"You matter because you are you, and you matter to the last moment of your life."
British doctor Dame Cicely Saunders, founded the modern hospice movement which gave rise to palliative care. In 1948, as a 20-year-old nurse in London, she fell in love with a Polish patient who was dying of cancer. He left her £500 to start a home or hospital to relieve the physical and emotional suffering of people who were dying. Determined to understand the best ways of controlling pain, Saunders became a doctor, against a backdrop of evolving attitudes to end-of-life care in Britain and America. An active approach was emerging, as people became more aware of the intimate connections between physical and mental states, and sought new, creative ways to care for people until the very end of their lives – and beyond, in the care of the bereaved.
In 1967, Saunders opened St Christopher's Hospice at Sydenham in south-east London, believing passionately that with the right, care, the last days of a person's life could be made dignified and happy. She said: "I once asked a man who knew he was dying what he needed above all in those who were caring for him. He said, 'For someone to look as if they are trying to understand me'. It is impossible to understand fully another person, but I never forgot that he did not ask for success but only that someone should care enough to try."
Beating total pain
Saunders built a life-affirming philosophy around the belief that dying is 'as natural as being born', and death should be free from suffering and pain. By listening carefully to patients' stories of illness, disease and suffering, Saunders evolved the concept of 'total pain', which includes not just the physical but also social, emotional and spiritual aspects of suffering. Her approach to pain management was simple: constant pain needs constant control. Analgesics were to be given regularly to prevent pain, rather than alleviate it, and they should be used progressively as needed – from mild through to strong. Each patient's needs were individual and specific, and their care was to be developed accordingly, with support extended to their family and carers. 'You matter because you are you, and you matter to the last moment of your life,' Saunders is famed for saying.
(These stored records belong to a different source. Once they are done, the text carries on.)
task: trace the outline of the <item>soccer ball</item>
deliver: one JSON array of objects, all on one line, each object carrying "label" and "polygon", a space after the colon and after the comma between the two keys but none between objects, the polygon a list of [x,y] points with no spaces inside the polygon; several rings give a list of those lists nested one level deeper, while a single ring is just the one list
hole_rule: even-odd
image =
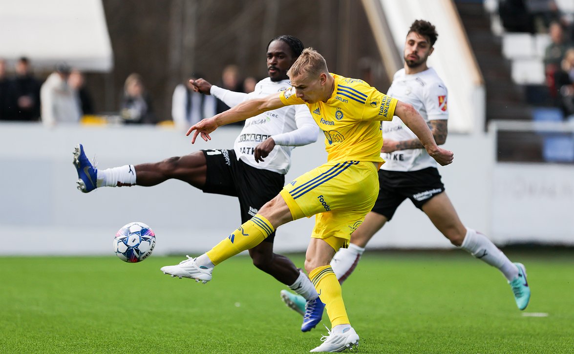
[{"label": "soccer ball", "polygon": [[120,259],[137,263],[152,254],[156,234],[144,223],[130,223],[119,229],[114,239],[114,251]]}]

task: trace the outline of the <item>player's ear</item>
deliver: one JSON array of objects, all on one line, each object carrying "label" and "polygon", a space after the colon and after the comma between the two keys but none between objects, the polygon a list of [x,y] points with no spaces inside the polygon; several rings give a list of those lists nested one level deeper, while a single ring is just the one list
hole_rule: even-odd
[{"label": "player's ear", "polygon": [[321,85],[324,85],[327,83],[327,74],[324,72],[321,72],[319,75],[319,81],[321,83]]}]

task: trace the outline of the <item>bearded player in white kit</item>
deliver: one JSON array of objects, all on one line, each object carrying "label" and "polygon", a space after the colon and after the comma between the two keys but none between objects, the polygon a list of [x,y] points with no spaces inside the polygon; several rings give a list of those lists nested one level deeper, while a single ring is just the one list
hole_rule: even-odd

The speciality of palliative medicine was first recognised in the UK in 1987 – a key moment in the wider shift away from 'terminal' care towards the concept of palliative care. Alongside the realisation that the benefits of holistic palliative care should be expanded to those with life-limited diseases other than cancer, the impetus emerged to move palliative care to earlier stages in disease progression, integrating it with curative and rehabilitation. The vision of 'palliative care for all' emerged as both desirable and achievable.
A global movement
The difference palliative care makes to the lives of patients and their families and carers is radical, so it's easy to see why palliative care took off and is now an accepted integral part of health care policies globally. St Christopher's Hospice quickly became an inspiring model for others, differing significantly from earlier homes for people nearing death by taking a three-pronged approach, combining excellent clinical care, education and research. The success of this approach fuelled palliative care development worldwide, firstly in affluent countries, then in poorer ones too, with Zimbabwe's Island Hospice Service (founded in 1979) considered to be the first in a developing country.
Today there are more than 8,000 hospices working around the world, and many more specialist palliative care units in hospitals. But the principles of hospice care are also practised in many different settings, such as home-based and day-care services. There are also many successful mentoring and twinning arrangements between hospices and palliative care services in developing countries and their counterparts in the West.
Pioneers of palliative care have worked tirelessly to promote and develop Saunders's approach. Driven by common goals, they have built collaborative networks on national, regional and international levels, and won committed backing from key bodies such as the World Health Organisation. It's now widely accepted that medical specialisation, the integration of palliative care into mainstream health systems and the development of evidence-based practices are crucial to the ongoing reduction of suffering in people with life-limiting illnesses.
The World Health Organisation in 2012 estimated that over 40 million people needed palliative care and that with proper palliative care, the suffering of these people could be prevented. With people living in vast swathes of the world still unable to access any sort of palliative care, it's vital that the expansion continues.